Summer Farm Camp, for small groups of children ages 7 through 12
Some ingredients of a Journey’s End summer are:
daily work and play outdoors in our 210 acres of fields, streams, woods and gardens
responsible participation in caring for animals, harvesting fruits and vegetables, cleaning up, creative problem solving
practical skill development in activities such as wood shop, woodcraft, ceramics, knitting, macramé, fire-building, gardening
hilarious fun on mud hikes, creek hikes, dressing up in costume, doing improv skits, playing shoe golf
fresh, nutritious food responsibly grown in our gardens and raised in our pastures
daily reflection time during morning meeting under the trees, on the grass, in the hay, or around the fireplace
love and encouragement from a mature, caring staff, acceptance in a camp community grounded by a spirit of respect
Journey’s End Farm Camp was founded in 1939 in Honeoye, NY, by Leon and Edith Allen, parents of Marie Allen Curtis. Following Marie's marriage to Ralph Curtis, the newlyweds eventually settled on the Curtis farm in Sterling, Pennsylvania.
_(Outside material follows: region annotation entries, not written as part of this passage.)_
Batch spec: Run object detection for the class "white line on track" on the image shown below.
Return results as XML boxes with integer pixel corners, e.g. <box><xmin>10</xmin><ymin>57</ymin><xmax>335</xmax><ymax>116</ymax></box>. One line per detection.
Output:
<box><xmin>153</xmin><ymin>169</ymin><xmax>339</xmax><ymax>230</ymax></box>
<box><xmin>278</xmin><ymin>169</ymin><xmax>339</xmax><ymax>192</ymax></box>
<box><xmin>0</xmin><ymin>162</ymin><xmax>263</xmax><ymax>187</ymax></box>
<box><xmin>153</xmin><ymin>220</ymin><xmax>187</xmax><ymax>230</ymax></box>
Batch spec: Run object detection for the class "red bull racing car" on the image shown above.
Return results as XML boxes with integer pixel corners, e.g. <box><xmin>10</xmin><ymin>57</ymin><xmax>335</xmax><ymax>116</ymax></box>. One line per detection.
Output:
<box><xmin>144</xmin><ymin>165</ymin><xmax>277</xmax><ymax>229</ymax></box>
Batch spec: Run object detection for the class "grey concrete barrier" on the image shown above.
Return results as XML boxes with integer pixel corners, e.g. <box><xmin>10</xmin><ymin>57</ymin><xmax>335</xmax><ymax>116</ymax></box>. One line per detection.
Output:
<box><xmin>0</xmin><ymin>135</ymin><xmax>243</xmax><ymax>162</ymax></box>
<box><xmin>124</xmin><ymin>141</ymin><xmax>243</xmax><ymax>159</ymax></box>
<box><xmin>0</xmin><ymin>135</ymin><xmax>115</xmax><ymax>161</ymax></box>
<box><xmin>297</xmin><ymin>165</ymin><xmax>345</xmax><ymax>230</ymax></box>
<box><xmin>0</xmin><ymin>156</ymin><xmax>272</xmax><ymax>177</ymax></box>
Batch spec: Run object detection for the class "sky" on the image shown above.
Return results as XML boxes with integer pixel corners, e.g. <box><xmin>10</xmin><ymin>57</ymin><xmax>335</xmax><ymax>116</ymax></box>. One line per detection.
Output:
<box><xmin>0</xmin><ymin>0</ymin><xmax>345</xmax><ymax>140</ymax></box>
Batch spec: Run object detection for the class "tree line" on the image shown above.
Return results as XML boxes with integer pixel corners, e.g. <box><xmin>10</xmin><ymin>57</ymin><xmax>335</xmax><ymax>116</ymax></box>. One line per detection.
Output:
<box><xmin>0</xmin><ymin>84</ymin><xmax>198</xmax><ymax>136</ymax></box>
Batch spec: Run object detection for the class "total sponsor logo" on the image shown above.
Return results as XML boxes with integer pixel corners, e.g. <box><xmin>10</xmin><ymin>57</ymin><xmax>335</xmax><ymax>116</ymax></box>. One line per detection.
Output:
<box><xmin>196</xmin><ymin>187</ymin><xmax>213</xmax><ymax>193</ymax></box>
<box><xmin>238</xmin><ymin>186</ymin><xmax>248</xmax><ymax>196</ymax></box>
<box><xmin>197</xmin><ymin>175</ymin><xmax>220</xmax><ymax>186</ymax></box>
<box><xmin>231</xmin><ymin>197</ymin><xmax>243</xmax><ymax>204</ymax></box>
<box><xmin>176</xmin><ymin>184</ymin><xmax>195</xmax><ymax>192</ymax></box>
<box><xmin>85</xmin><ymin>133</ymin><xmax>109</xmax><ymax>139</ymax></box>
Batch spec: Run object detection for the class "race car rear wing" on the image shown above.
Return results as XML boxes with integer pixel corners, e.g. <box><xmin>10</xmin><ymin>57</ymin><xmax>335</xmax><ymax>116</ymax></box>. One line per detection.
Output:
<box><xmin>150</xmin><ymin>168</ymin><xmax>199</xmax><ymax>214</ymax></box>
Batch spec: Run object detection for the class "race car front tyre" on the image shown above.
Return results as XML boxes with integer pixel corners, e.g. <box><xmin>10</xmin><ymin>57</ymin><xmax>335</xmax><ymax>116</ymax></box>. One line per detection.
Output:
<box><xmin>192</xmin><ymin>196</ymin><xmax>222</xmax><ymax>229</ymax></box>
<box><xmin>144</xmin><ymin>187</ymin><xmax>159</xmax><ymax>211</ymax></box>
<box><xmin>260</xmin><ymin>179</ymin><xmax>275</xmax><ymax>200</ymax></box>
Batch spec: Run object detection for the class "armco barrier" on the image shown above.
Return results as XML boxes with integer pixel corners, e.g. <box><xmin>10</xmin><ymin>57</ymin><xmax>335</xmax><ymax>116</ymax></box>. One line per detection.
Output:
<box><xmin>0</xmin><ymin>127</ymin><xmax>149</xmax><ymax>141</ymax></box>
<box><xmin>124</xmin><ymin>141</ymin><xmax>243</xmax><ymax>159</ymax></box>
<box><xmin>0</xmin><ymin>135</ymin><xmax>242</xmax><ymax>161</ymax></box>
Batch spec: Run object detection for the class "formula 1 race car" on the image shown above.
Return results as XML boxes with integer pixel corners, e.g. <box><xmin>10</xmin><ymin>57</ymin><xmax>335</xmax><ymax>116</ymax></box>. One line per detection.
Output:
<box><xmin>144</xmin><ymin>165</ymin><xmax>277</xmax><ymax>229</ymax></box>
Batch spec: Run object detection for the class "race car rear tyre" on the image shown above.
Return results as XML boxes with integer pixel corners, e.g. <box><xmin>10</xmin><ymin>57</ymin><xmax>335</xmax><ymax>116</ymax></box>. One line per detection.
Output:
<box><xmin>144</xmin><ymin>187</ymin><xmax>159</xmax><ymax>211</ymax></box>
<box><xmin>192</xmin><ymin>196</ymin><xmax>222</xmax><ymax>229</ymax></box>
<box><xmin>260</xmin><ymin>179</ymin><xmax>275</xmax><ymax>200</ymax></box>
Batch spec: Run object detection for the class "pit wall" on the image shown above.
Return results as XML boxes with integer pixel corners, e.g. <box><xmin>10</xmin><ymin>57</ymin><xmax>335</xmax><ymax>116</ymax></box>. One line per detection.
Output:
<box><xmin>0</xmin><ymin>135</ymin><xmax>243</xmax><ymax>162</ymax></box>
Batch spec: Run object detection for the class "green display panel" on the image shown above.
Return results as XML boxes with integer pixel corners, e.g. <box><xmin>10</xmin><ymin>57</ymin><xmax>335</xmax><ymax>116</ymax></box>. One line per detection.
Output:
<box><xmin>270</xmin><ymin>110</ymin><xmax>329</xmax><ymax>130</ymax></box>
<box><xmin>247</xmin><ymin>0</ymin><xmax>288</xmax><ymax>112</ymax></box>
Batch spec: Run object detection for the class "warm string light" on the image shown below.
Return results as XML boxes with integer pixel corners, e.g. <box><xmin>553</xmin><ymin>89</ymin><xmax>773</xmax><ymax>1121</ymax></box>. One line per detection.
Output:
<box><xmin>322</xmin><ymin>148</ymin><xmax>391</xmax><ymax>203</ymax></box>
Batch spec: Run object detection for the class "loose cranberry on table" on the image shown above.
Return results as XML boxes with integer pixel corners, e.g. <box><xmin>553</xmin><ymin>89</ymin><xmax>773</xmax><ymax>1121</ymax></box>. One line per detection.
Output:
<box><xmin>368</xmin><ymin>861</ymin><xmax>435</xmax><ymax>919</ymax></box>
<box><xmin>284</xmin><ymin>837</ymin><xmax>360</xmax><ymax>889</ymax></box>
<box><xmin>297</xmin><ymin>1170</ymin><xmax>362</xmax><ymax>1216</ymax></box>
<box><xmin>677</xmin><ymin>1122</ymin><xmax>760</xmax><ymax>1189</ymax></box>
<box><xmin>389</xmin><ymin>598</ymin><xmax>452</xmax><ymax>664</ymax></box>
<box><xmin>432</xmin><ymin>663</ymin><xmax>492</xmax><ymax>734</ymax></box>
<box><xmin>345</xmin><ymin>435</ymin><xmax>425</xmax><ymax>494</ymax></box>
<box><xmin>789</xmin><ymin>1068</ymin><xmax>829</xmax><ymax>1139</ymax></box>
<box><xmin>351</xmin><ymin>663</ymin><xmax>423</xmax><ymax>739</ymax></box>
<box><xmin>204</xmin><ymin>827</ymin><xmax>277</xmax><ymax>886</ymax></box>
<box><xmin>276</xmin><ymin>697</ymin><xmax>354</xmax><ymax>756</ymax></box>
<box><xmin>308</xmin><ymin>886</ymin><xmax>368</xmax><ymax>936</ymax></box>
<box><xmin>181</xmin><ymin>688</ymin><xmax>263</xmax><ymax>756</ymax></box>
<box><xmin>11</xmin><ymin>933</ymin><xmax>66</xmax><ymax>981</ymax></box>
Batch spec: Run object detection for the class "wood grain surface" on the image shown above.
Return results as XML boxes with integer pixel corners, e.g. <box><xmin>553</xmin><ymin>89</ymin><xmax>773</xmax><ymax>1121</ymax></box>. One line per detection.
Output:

In 1960, they took on the directorship of Journey's End Farm Camp and moved it to the farm in Sterling. Ralph and Marie served as directors until 1987, when they passed the leadership to their sons, Tim and Carl, with Carl’s wife, Kristin, helping off-stage. Since Carl’s passing in 2002, co-Directors have included Chris Martin and Greg Elliott as well as Kristin, with Tim arriving from Monteverde, Costa Rica, to spend parts of each summer at camp. Tim was Director, in residence with his wife Helena, from 2010 - 2016. The 2017 season saw a transition to the next generation with Andrew Curtis (Carl and Kristin's son) as Director. Kristin remains on staff and is one of the voices you will hear if you call the office.
Journey’s End, both the farm and the camp, has been life-transforming for generations of children. Our second-generation campers number in the dozens. Each session we have several campers whose parents attended camp or worked here as counselors, and we’re starting to welcome third generation campers.